Sir Winston Churchill has resigned as prime minister of Britain due to his failing health.
The news was announced in a statement from Buckingham Palace this afternoon.
It said: “The Right Honorable Sir Winston Churchill had an audience with the Queen this evening and tendered his resignation as Prime Minister and First Lord of the Treasury, which Her Majesty was graciously pleased to accept.”
Sir Winston Churchill’s resignation follows a dinner party held at 10 Downing Street last night attended by the Queen and the Duke of Edinburgh and a number of the prime minister’s past and present government colleagues.
Tributes to the 80-year-old premier, who will be replaced by Sir Anthony Eden tomorrow, have poured in from around the world.
Sir Winston Churchill’s political career began in 1900 as Conservative MP for Oldham but in 1906, disillusioned with his party, he defected to the Liberal party.
He first became prime minister, as a Conservative again, in 1940 and led the wartime Coalition Government during World War II.
During this time he inspired courage throughout the entire British nation even though he had promised nothing more than “blood, toil, tears and sweat.”
After the war the Coalition Government broke up and Winston Churchill resigned the office of prime minister on 23 May 1945.
He was immediately asked by the King to form a new government and his second tenure as prime minister, this time of a caretaker government, began.

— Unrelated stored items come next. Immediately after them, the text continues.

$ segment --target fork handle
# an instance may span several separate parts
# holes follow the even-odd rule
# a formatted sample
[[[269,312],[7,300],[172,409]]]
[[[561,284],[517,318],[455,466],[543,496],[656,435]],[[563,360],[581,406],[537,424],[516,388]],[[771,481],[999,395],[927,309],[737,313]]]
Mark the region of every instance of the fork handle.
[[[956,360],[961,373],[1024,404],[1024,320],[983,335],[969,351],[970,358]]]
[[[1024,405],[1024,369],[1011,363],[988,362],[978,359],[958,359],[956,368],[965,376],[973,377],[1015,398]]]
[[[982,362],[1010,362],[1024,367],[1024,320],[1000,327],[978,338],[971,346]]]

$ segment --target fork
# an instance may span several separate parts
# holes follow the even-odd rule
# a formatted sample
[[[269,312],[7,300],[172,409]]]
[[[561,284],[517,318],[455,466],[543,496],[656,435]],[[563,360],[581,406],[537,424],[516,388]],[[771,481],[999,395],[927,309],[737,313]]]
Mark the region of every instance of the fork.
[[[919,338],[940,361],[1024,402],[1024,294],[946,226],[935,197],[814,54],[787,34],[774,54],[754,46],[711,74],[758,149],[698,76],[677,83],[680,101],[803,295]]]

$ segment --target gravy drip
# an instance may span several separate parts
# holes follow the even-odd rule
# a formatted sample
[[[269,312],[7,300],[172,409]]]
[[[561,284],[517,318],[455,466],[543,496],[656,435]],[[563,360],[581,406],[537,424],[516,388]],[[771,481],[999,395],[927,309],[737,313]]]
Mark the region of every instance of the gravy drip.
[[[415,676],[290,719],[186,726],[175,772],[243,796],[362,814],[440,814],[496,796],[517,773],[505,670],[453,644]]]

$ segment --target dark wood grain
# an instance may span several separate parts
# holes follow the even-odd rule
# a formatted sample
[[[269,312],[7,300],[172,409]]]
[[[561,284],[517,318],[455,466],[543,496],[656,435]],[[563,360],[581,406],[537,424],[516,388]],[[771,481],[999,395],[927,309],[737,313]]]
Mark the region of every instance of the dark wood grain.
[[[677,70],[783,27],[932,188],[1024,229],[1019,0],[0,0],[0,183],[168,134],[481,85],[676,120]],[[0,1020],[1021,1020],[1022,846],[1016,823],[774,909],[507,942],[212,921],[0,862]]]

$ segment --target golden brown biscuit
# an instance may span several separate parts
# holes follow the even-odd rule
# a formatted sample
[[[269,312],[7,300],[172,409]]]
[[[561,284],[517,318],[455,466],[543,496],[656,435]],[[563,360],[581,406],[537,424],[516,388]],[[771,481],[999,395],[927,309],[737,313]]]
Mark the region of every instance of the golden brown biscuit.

But Churchill, although regarded as a superb wartime leader, was regarded less favourably in peacetime and in the general election which followed in July 1945 he was heavily defeated.
A Labour government, led by Clement Attlee, took the reins of power until 1951 when Winston Churchill once again became prime minister at the age of 77.
In 1953 he was made a Knight of the Order of the Garter in recognition of his services to his country.
Sir Winston will continue to sit in the House of Commons as member for Woodford.
Courtesy BBC News
In context
Sir Winston Churchill, who is remembered as Britain’s greatest wartime leader, remained a backbencher until 1964.
He died on 24 January 1965, aged 90 at his London home at Hyde Park Gate.
Following his death Sir Winston’s body lay in state in Westminster Hall for three days – an honour not accorded any English statesman since Gladstone in 1898.
After a funeral service at St Paul’s Cathedral he was buried in Bladon, not far from his birthplace at Blenheim Palace in Oxfordshire.
On Sunday November 24 2002, Winston Churchill was named the greatest Briton of all time in a nationwide poll which attracted well over a million votes.